The manufacturer expects to deliver the first of the KC-46 aircraft to the U.S. Air Force in October, more than two years behind schedule. The cost of preparing the tankers for that milestone probably weighed on Boeing’s forecast for the year, Canaccord Genuity analyst Ken Herbert said.
The largest U.S. industrial, known for raising its earning per share forecast as the year progresses, left that portion of its outlook unchanged. Boeing also lowered the full-year operating margin for its defense business to a range of 10 percent to 10.5 percent from the 11 percent steer it had provided in April.
Boeing also raised its revenue forecast by $1 billion to a range of $97 billion and $99 billion, while predicting an operating margin of greater than 11.5 percent for the commercial airplane division.

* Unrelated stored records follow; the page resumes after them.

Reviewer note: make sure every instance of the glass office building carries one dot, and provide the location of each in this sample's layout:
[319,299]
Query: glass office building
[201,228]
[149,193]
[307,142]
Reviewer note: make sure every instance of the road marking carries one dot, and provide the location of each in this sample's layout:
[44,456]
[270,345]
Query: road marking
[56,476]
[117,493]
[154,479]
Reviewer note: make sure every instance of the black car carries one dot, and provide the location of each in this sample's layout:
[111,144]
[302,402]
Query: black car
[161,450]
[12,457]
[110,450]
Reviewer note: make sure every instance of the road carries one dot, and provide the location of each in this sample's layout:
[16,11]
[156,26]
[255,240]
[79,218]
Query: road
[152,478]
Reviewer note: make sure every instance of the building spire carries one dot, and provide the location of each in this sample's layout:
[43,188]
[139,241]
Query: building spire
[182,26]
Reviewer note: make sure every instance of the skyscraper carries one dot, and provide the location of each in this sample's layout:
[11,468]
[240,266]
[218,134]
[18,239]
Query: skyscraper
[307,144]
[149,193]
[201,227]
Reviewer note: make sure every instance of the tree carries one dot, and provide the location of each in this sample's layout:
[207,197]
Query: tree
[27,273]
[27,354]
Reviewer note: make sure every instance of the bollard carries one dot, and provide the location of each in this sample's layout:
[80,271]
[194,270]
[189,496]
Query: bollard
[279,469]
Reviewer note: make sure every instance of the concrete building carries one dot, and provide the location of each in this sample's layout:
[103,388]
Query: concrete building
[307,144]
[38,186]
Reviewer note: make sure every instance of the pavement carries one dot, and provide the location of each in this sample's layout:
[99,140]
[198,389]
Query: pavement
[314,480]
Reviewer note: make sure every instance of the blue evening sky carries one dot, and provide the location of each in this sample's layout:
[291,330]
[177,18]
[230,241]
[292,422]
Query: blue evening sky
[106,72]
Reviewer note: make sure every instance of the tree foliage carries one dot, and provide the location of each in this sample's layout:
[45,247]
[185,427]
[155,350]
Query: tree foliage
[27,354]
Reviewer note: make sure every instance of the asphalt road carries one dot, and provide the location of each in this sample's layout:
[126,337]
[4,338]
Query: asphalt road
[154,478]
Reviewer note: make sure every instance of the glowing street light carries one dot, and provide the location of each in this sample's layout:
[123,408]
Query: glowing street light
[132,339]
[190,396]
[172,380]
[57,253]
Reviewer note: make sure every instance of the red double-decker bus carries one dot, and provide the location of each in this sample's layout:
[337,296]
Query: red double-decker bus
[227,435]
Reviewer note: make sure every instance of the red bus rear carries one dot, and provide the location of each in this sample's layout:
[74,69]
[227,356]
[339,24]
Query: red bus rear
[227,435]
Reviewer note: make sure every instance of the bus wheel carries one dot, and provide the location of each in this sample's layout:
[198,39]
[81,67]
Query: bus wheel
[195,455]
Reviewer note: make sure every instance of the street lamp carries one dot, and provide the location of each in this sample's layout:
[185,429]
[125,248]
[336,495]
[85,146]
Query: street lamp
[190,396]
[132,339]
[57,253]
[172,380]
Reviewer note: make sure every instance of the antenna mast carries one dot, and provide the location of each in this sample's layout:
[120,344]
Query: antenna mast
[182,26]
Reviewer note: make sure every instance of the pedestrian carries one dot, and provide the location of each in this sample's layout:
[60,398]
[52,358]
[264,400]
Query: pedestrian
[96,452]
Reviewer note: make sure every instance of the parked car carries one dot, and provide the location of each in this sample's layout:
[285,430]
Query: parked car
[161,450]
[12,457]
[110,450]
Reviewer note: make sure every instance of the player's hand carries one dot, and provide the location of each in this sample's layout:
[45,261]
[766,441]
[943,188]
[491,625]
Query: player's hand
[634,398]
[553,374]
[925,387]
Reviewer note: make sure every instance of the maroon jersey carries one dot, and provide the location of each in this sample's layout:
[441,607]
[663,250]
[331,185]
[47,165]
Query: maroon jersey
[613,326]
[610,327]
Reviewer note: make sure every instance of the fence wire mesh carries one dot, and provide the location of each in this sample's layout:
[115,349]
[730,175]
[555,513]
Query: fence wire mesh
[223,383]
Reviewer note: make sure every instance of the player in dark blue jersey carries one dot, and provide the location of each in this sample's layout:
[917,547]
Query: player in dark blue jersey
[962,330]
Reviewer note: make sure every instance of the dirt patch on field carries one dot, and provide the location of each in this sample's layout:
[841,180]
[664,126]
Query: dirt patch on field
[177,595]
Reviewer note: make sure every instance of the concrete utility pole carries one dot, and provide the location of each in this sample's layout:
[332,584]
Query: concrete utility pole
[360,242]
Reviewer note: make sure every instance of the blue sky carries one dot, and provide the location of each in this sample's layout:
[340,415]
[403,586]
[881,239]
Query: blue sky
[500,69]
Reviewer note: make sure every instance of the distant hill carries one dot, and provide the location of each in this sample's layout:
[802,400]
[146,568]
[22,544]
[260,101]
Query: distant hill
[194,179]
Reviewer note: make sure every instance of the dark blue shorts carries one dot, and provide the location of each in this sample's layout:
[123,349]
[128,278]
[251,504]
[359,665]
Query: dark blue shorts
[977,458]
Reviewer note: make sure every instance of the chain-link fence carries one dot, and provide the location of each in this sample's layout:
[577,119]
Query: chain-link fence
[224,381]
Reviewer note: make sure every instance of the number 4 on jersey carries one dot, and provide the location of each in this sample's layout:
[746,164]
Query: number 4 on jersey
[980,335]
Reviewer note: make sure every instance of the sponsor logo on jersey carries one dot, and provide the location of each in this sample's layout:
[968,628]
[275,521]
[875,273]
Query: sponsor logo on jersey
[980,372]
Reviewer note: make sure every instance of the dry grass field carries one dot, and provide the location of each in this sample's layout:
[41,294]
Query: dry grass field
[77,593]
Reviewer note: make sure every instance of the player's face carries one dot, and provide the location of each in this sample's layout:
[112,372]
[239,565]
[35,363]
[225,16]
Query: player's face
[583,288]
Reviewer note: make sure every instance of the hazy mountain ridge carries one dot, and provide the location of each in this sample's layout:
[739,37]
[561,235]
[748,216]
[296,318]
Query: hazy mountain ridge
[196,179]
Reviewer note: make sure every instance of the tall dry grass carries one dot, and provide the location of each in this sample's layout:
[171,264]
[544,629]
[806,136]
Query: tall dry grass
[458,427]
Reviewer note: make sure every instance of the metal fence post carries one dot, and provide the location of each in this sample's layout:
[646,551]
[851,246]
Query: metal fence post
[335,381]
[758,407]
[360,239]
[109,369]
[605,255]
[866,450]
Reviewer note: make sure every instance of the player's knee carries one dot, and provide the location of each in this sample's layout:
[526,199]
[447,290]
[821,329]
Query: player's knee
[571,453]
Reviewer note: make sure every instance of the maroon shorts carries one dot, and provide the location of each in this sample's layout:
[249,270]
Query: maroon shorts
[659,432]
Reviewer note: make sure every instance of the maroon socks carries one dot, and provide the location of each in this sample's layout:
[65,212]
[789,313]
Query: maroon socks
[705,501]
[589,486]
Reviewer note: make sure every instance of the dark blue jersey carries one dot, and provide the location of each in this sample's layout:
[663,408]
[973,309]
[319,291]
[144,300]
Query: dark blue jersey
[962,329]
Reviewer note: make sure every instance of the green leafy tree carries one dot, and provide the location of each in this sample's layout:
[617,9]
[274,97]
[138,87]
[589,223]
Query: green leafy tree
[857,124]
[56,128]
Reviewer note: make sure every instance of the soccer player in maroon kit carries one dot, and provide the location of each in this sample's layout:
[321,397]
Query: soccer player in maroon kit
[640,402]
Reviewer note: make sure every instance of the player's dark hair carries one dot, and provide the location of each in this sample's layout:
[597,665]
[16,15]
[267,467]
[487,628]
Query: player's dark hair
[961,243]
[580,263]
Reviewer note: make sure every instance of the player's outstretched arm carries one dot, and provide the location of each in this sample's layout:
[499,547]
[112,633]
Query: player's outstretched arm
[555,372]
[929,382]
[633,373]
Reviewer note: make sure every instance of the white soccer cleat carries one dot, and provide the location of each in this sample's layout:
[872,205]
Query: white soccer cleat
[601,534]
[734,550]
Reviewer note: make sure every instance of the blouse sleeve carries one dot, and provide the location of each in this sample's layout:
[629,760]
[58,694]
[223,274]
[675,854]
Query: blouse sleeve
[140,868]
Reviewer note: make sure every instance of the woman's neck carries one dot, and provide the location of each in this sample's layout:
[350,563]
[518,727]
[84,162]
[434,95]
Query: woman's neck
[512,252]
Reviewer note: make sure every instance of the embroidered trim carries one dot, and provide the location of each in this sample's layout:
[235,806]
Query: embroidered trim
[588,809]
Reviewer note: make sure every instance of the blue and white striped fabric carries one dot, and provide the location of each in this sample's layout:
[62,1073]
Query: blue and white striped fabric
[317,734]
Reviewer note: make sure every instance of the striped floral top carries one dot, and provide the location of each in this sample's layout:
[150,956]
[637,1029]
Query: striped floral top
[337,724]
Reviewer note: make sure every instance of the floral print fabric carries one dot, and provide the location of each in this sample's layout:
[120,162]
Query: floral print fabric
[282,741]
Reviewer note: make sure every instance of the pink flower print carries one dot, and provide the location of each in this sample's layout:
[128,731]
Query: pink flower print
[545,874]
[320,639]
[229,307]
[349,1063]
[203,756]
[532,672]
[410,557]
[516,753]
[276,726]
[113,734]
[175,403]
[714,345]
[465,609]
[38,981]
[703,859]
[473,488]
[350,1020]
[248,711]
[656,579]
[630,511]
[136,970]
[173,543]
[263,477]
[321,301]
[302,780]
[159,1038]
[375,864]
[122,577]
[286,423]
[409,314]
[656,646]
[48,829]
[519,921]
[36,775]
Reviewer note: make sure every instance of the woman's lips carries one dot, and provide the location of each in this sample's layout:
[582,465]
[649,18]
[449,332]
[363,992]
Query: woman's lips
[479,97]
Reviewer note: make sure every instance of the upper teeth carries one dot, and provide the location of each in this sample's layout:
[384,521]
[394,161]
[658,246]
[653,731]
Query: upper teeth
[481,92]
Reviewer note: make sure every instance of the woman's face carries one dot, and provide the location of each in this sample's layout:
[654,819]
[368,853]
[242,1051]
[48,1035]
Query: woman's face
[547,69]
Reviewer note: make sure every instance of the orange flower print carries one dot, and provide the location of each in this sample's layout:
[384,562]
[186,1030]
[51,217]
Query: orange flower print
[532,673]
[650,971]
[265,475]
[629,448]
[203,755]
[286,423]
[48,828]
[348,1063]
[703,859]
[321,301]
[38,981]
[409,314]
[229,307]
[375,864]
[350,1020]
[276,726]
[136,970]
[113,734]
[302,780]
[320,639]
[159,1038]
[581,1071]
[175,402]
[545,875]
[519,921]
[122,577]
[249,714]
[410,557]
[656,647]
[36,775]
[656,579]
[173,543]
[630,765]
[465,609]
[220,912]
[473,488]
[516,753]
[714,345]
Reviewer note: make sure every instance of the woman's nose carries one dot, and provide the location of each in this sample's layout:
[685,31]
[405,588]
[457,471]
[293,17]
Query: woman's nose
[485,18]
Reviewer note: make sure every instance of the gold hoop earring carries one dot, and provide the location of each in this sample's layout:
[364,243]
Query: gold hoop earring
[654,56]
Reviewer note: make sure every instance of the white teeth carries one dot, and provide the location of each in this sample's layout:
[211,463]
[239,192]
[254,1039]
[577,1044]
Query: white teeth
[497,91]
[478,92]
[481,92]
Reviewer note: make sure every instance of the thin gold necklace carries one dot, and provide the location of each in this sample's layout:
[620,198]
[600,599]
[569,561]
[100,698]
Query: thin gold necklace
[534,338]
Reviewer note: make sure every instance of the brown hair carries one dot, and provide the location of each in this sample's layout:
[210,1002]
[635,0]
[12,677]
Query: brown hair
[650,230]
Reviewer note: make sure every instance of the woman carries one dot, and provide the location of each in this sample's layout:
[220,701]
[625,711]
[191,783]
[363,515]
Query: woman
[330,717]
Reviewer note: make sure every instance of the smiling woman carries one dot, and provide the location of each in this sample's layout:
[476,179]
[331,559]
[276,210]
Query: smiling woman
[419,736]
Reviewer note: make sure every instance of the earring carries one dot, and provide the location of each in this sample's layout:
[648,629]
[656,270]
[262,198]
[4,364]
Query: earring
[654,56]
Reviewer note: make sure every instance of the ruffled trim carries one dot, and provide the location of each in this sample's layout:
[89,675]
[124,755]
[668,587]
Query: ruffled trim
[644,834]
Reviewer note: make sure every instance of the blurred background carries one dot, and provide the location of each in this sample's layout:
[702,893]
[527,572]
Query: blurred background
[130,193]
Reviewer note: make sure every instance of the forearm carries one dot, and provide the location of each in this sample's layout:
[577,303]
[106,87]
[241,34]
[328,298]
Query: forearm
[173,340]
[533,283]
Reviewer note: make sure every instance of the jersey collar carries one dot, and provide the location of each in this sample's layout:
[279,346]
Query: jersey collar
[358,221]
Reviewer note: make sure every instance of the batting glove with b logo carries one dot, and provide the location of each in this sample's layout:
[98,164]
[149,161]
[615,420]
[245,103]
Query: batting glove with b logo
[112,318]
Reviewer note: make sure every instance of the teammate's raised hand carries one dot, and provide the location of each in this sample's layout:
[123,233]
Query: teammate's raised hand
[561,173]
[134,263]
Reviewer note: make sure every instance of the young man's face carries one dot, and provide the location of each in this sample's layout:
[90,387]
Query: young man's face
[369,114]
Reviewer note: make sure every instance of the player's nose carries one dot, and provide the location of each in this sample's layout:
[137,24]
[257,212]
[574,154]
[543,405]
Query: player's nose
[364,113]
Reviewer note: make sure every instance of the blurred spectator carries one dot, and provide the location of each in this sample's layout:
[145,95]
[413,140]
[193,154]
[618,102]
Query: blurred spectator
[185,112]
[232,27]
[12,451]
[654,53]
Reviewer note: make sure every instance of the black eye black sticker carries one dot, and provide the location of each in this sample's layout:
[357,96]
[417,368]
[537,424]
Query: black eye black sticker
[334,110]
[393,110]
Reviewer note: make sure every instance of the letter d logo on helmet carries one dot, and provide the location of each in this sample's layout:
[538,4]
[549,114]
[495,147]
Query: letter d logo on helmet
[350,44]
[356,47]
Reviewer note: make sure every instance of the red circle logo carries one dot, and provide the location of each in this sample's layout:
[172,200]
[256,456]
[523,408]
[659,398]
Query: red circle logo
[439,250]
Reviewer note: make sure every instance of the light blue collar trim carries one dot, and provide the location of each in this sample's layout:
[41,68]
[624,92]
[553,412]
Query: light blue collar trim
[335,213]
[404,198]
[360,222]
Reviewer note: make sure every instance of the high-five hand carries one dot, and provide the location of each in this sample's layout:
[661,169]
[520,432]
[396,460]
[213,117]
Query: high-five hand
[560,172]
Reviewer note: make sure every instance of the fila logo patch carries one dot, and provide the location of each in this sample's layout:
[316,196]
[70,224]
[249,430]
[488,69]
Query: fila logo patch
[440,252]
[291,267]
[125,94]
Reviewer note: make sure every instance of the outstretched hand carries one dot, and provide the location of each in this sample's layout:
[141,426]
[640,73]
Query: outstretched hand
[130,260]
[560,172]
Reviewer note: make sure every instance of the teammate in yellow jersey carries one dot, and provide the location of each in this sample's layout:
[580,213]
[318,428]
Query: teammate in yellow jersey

“You’ve got to assume that would’ve been higher” if not for the new tanker expense, Herbert said of the profit measure.
Boeing has worked hard to improve productivity in its factories, while making good on pledges to increase cash flow and share the gains with shareholders.
The balance of inventory and factory costs for the 787 Dreamliner fell $449 million to $24.2 billion, freeing up cash.
The tanker expense hampered an effort by the commercial airplane and defense divisions to achieve the mid-teen profit margins goal set by Boeing Chief Executive Officer Dennis Muilenburg.
They reported operating margins of 11.4 percent and 9.3 percent, respectively. The measure also dipped to 14.7 percent from 16 percent a year earlier for Boeing Global Services, a new division offering spare parts, maintenance and other services.